В Москве, после того как я немного поправилась, меня держали в резерве командного состава военно-медицинской службы. Прежде здесь была школа. Огромный спортивный зал пустовал, и в нем происходили встречи и свидания. В сумраке при задернутых в целях маскировки окнах.

Однажды уборщица сказала мне:

— Там тебя спрашивают.

Я никого не ждала. Пошла, стараясь не прихрамывать на правую ногу. Высокий военный маячил на противоположном конце зала. Он рассеянно посмотрел в мою сторону и отвернулся. Он, если и ждал кого-нибудь, то не меня. Потоптавшись у дверей, я вернулась к себе.

Из глубины коридора долетел раздраженный голос уборщицы:

— Трехсвятская, ну чего ты, он ждет!

— Кто? Где?

— В зале.

Сильно забилось сердце. Мне вдруг почудилось: в той, одиноко стоявшей посредине зала фигуре было что-то знакомое. Я испугалась: он! И побежала по коридору в противоположную сторону. Налетела на шкаф, больно ушибла раненую руку, упала.

Тут и догнал меня Володя.

— Майка, родная... что с тобой?

— Не подходи... не хочу... не надо! Я калека... больше, чем калека!
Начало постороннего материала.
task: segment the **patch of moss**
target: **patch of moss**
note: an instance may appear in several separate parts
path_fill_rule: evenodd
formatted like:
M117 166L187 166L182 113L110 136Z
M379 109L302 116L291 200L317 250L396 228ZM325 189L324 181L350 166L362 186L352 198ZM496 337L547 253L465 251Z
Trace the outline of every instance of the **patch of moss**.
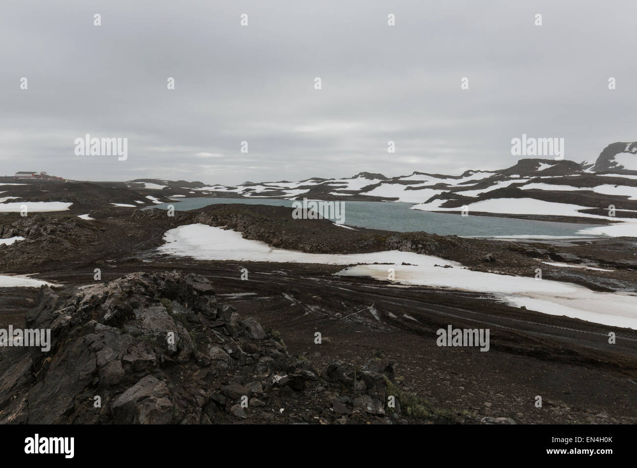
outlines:
M403 392L387 377L384 378L387 385L385 401L387 397L393 395L398 401L401 411L404 414L412 418L430 420L438 423L455 422L452 410L434 406L416 395Z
Володя поднял меня... А потом мы сидели в сумеречном, холодном зале, и он, срываясь с голоса, корил:

— Как ты могла сказать такое — калека. И рубчик на лбу идет тебе. И на губе просто красиво. — Он скупо улыбнулся. — И потом, такое время... неизвестно, что может произойти завтра со мной... с тобой, а ты: «Не хочу видеть...» Ах ты, моя дорогаечка.

Он гладил меня по голове, по лицу, целовал и говорил грустно и строго:

— Только теперь я понял, почему ты перестала писать мне, уродинка. И полечиться тебе действительно надо, чтобы стать настоящим бойцом: война еще впереди. Я буду хлопотать, чтобы тебя назначили в нашу часть, и мы будем служить вместе.
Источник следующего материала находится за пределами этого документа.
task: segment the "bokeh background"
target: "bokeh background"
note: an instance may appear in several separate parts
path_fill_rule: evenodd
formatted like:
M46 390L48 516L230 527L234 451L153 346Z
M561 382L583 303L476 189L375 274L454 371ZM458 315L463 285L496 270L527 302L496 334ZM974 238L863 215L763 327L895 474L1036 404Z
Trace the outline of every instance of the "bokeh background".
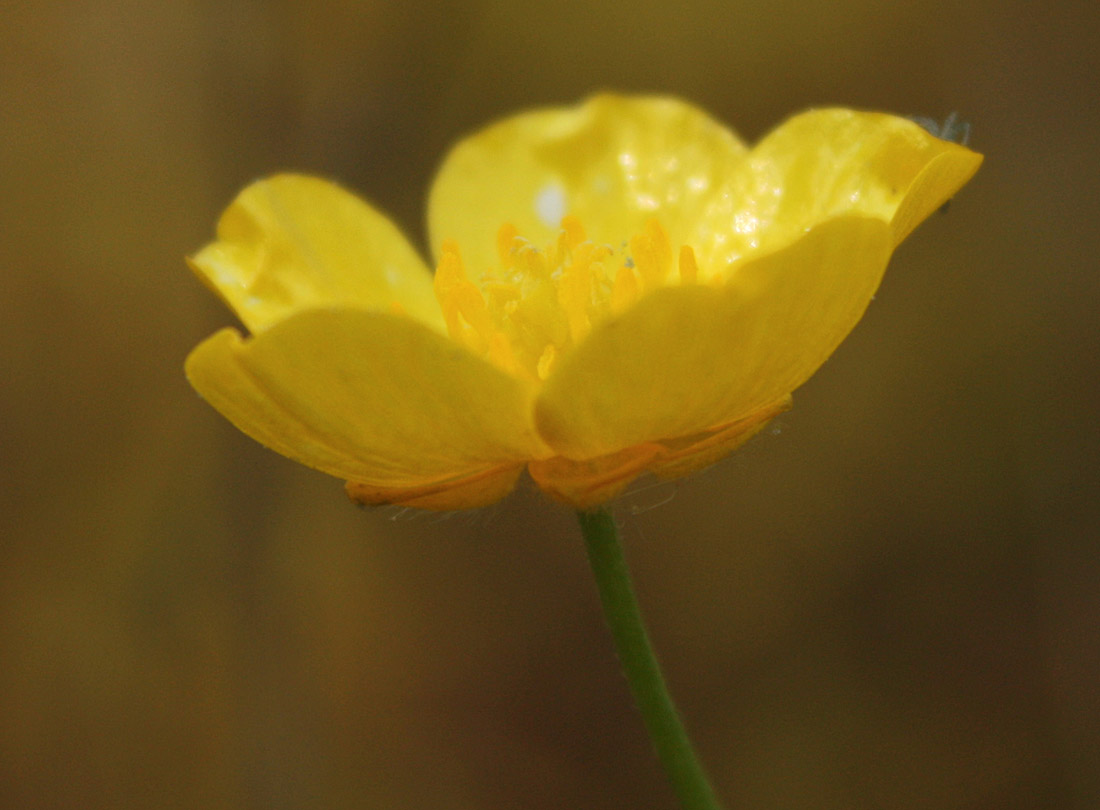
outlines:
M776 429L618 505L732 808L1100 806L1091 3L40 0L0 11L0 806L671 808L573 515L360 511L187 386L249 180L424 239L459 135L598 89L757 139L972 122ZM721 362L721 359L719 359Z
Володя уехал, а я, воспрянув духом, принялась готовиться к переменам в жизни... Они произошли раньше, чем я могла предполагать. Утром другого дня мне вручили предписание отбыть в энскую воинскую часть.

— Явитесь к военному коменданту станции Зуевка, он в курсе дела.

С первым поездом я уехала из Москвы, не повидавшись с Володей...

На станции шел снег, текучий, метельный. Ветер свистел в проводах, путался в ветвях заиндевелых деревьев, рвал на клочья черный паровозный дым. Паровозы, захлебываясь снежной круговертью, тоскливо посвистывали. Подняв ворот подаренной Ольгой кацавейки, я шагнула навстречу ветру.